Laertes: my sister’s in heaven, you utter jobsworth; Hamlet: OPHELIA?!

LAERTES        Must there no more be done?

PRIEST                       No more be done.

We should profane the service of the dead

To sing a requiem and such rest to her

As to peace-parted souls.

LAERTES                    Lay her i’th’ earth,

And from her fair and unpolluted flesh

May violets spring. I tell thee, churlish priest,

A ministering angel shall my sister be

When thou liest howling.

HAMLET         [aside to Horatio]      What, the fair Ophelia?         (5.1.224-231)
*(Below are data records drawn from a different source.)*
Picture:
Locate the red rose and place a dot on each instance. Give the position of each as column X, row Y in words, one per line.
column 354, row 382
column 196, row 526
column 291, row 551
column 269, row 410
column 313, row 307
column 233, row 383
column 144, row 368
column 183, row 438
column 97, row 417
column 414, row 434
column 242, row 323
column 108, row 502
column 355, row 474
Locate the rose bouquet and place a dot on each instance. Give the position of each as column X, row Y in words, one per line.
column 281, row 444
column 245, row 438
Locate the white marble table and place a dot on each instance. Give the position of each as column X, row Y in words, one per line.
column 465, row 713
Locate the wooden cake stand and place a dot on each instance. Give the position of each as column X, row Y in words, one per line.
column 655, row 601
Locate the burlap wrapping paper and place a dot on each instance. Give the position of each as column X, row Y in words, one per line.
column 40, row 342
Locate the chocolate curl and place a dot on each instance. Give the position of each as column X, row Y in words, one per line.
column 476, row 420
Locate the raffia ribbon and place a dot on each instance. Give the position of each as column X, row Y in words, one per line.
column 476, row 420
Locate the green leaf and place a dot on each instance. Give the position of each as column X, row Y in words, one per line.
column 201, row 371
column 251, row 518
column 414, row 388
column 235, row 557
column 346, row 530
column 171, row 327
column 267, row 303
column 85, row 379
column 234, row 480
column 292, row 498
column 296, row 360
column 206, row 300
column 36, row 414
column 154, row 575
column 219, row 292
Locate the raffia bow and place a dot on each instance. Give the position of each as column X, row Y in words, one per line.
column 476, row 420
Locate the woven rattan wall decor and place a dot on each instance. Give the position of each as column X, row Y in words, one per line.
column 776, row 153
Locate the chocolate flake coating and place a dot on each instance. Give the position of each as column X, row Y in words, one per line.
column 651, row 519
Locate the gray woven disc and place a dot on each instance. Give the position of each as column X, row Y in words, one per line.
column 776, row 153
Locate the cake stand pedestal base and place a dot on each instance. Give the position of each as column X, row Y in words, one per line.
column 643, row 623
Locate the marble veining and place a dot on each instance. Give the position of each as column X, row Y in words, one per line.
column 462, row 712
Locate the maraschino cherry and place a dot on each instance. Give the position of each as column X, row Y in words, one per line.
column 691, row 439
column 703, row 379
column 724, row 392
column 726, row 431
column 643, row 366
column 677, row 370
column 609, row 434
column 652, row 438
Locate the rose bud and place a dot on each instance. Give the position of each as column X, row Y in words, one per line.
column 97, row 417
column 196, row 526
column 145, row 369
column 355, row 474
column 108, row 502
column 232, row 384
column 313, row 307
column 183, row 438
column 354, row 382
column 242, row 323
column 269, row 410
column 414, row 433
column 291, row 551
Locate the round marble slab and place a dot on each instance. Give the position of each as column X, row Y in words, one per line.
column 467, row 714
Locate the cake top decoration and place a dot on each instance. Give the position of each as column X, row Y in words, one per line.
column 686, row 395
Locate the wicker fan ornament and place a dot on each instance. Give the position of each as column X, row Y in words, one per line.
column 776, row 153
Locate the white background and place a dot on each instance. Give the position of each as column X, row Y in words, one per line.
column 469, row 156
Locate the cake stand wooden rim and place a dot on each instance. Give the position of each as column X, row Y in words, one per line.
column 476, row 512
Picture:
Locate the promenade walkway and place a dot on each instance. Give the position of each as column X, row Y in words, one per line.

Laertes tries again, wretchedly, stubbornly: must there no more be done? (he’s also asking, was there something more that I could have done, to prevent this? anything he can secure for her now is too little, too late). The priest can only repeat, no more be done, and it’s like an echoing bell, tolling, done, done. Dead and gone. Then the priest really pushes it, in an elaboration which seems unnecessarily cruel: we should profane the service of the dead to sing a requiem and such rest to her as to peace-parted souls. It wouldn’t be fair to the rest of them, everyone who died a nice tidy death, if SHE got what she doesn’t really deserve! it’d devalue the currency, even: what, a requiem mass just for any old person, no questions asked? not on my watch. Laertes seems to change tack, perhaps conceding defeat, or not even dignifying that with a response: lay her i’th’ earth—the starkness of it, and so gentle, so final—and from her fair and unpolluted flesh may violets spring. The violets that withered all when her father died; the flowers that Gertrude has already decked her with in verse. An attempt at redemption. Then he has a final go: I tell thee, churlish priest—you common, cruel jobsworth—a ministering angel shall my sister be, in paradise, with God and His saints, when thou liest howling. She’ll be in heaven alright, and soon—and you’ll be screaming out your time in purgatory—or all eternity in hell.

Hamlet’s twigged: sister. What, the fair Ophelia? this? here? dead?